Quantification and statistical analysis

The intensity of bands in autoradiograms was determined by densitometry that was carried out on exposures within the linear range. Graphic analysis was performed with NIH image software. Results are presented as means ± SEM. For comparison between the two groups, a two-sample equal variance student t-test (two-tailed) was used when appropriate; p values less than 0.05 were considered significant. ∗, ∗∗, ∗∗∗, ∗∗∗∗ correspond to p < 0.05, 0.01, 0.001, and 0.0001 respectively.

Published: November 18, 2022

Supplemental information

Table S5. Local splicing variations (LSVs), related to Figure 5

425 LSVs that occur on silencing of TM7SF3 in U2-OS are listed in this file.
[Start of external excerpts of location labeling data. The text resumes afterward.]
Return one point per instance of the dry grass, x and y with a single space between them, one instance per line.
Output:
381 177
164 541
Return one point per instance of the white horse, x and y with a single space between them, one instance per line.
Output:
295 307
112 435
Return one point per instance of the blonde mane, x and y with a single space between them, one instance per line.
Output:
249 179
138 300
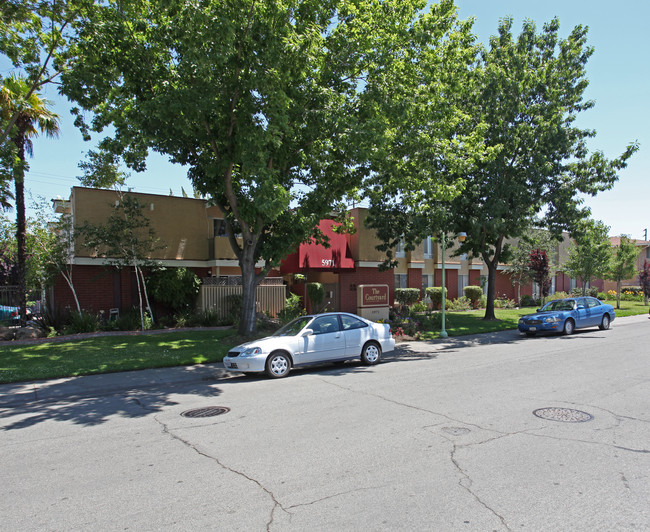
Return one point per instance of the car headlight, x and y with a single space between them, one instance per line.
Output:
250 352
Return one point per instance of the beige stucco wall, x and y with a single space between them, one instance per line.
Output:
181 224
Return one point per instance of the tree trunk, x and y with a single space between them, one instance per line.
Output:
146 296
68 279
250 280
19 182
492 279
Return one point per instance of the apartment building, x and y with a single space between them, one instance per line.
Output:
191 234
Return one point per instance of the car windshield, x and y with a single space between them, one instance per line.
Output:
293 327
560 304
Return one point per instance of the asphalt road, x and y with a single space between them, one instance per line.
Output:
441 436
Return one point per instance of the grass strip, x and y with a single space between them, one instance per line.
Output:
108 354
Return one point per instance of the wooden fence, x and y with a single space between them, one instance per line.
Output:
270 298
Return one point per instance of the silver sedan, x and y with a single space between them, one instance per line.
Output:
330 337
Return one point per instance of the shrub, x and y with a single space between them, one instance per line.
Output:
529 301
81 322
128 321
474 294
407 296
504 302
631 296
176 288
461 303
435 293
292 309
418 307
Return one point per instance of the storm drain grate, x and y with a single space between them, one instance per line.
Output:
567 415
456 431
207 411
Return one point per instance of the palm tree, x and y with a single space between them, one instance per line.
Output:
33 116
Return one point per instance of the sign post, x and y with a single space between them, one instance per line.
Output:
372 301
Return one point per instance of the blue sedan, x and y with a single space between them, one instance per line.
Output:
567 315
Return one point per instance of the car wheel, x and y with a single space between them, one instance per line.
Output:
278 365
604 325
569 327
371 353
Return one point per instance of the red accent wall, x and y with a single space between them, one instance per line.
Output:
348 282
451 282
414 279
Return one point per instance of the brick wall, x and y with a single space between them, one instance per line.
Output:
414 278
451 282
93 285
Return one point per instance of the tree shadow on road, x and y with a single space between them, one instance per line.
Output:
94 408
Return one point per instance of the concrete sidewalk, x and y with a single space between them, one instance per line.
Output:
71 388
111 383
106 384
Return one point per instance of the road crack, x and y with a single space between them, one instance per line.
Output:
276 504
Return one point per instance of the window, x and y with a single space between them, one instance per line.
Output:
483 281
399 250
219 227
463 281
325 324
428 248
350 323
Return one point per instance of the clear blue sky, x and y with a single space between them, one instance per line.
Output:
619 74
Table S6. RNA binding protein motifs enriched around splice sites affected by siTM7SF3, related to Figure 4

Enrichment by location: Overview of motif enrichment by location and effects of siTM7SF3 on usage of the adjacent splice site. The number of motifs with significant enrichment after multiple testing correction (FDR adjusted p-value <0.05; Benjamini-Hochberg) is reported for each location relative to differentially spliced regions and separately for up- or downregulation of splice site usage on knock-down of TM7SF3. Homer enrichment sigFDR: Sequence motifs showing significant enrichment around splice sites affected by siTM7SF3 compared to the background set (cf. STAR Methods). The percent of test and background sequences containing the motif, the location relative to the splice site, the effect of siTM7SF3 on splicing behavior, the motif database used and the RNA binding protein predicted to bind the motif are reported.

Table S7. Results of Gene ontology analysis (Function and Component Domains etc.) for genes upregulated on silencing TM7SF3 in U2-OS cells, related to Figure 4

Data lists of the biological processes involved is detailed in this Excel file.
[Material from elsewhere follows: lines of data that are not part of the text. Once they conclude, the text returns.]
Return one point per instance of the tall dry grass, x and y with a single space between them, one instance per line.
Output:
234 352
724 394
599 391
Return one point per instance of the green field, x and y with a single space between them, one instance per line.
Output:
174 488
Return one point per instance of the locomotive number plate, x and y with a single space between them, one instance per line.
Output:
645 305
Table S8. Results of Gene ontology analysis (Function and Component Domains etc.) for genes downregulated on silencing TM7SF3 in U2-OS cells, related to Figure 4

Data lists of the biological processes involved is detailed in this Excel file.

Data and code availability

• •Data reported in this paper will be shared by the lead contact upon request.
• •This paper does not report original code.
• •Any additional information required to reanalyze the data reported in this paper is available from the lead contact upon request.